I want to overlay or map multidimensional arrays on one-dimensional memory inside my CUDA kernels. Yesterday I was surprised to find out that in C it can be made using a typedef operator
typedef int row_t[N];
Then, after defining matrix as
row_t *matrix = (row_t *)arr1;
I can access a 1D array arr1 as 3D
matrix[i][j][k]
Please, see the post “Casting between 1D and 2D arrays” at
http://bytes.com/topic/c/answers/845647-casting-between-1d-2d-arrays
I also found the description of the typedef standard in “The C Book” at
http://publications.gbdirect.co.uk/c_book/chapter8/typedef.html
I pass Numpy arrays to GPU from Python. They are multidimensional, and the dimensions may vary dependent on the number of threads and blocks involved. This ensures the scaling flexibility without the CUDA code recompiling. The CUDA code below is absolutely meaningless, but it shows the principle: the float aa array is treated as 3D array float matr[L][M][N].
__global__ void work_on_array(float *arr1) {
#define L threadIdx.x
#define M threadIdx.y
#define N blockIdx.x
typedef float mat_t[M][N];
int i, j, k;
/* Make arrays arr1[] and matr[L][M][N] overlay */
mat_t *matr = (mat_t *) arr1;
for (i=0; i < L; ++i)
for (j=0; j < M; ++j)
for (k=0; k < N; ++k)
matr[i][j][k] = i*j*k;
}
However, the nvcc compiler does not let it. The error message referring to the typedef operator is
“error: this operator is not allowed in an integral constant expression”

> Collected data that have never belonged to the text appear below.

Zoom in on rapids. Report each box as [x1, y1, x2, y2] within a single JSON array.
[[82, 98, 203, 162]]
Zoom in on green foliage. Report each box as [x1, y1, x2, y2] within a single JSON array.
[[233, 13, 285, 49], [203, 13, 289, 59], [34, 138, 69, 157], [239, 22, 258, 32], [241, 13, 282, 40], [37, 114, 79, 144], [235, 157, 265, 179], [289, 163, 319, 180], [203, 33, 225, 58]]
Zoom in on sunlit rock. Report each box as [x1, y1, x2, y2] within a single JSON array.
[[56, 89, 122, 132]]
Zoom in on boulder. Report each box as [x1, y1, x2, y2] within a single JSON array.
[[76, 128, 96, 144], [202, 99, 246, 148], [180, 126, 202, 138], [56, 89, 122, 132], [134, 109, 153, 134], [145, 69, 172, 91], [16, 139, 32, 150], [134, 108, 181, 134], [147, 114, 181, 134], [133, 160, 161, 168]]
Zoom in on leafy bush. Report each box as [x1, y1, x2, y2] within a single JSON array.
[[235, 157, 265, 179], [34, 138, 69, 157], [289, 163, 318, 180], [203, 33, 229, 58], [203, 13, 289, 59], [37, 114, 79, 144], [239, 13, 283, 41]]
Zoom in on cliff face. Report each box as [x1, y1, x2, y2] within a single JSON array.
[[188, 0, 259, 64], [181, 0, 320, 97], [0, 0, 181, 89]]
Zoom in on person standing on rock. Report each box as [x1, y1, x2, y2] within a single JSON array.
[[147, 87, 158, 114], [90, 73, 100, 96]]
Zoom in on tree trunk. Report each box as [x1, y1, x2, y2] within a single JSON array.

If I try to use just variable dimensions, like “int L=5, M=7, N=4”, then the message is
“error: expression must have a constant value”
By the way, my gcc 4.4.3 allows expressions like “typedef float mat_t[M][N];”, where M and N are variables. This is EXTREMELY convenient and useful in some cases. The code below compiles and works in Linux (you are encouraged to try):
#include <assert.h>
#include <stdio.h>
void compare(int *array, int N, int M)
{
typedef int mat_t[N][M];
int i, j, k;
mat_t *matrix = (mat_t *)array; /* 3D array [any][N][M] */
for (i=0; i < N; ++i)
for (j=0; j < N; ++j)
for (k=0; k < M; ++k)
{
assert( &matrix[i][j][k] == &array[(i*N+j)*M+k] );
assert( matrix[i][j][k] == array[(i*N+j)*M+k]);
printf("matrix[%d][%d][%d]=%d\n", i, j, k, matrix[i][j][k]);
}
}
int main(void)
{
int i, N=9, M=5;
int foo[N*N*M];
for (i=0; i < N*N*M; ++i) foo[i] = (7*i+11)*3+8;
compare(foo, N, M);
return 0;
}
Does anybody know if such array overlaying is in principle possible in CUDA C/C++ ?
Does NVIDIA plan to upgrade nvcc to allow variable bounds in typedef float mat_t[M][N]?
Thank everybody in advance.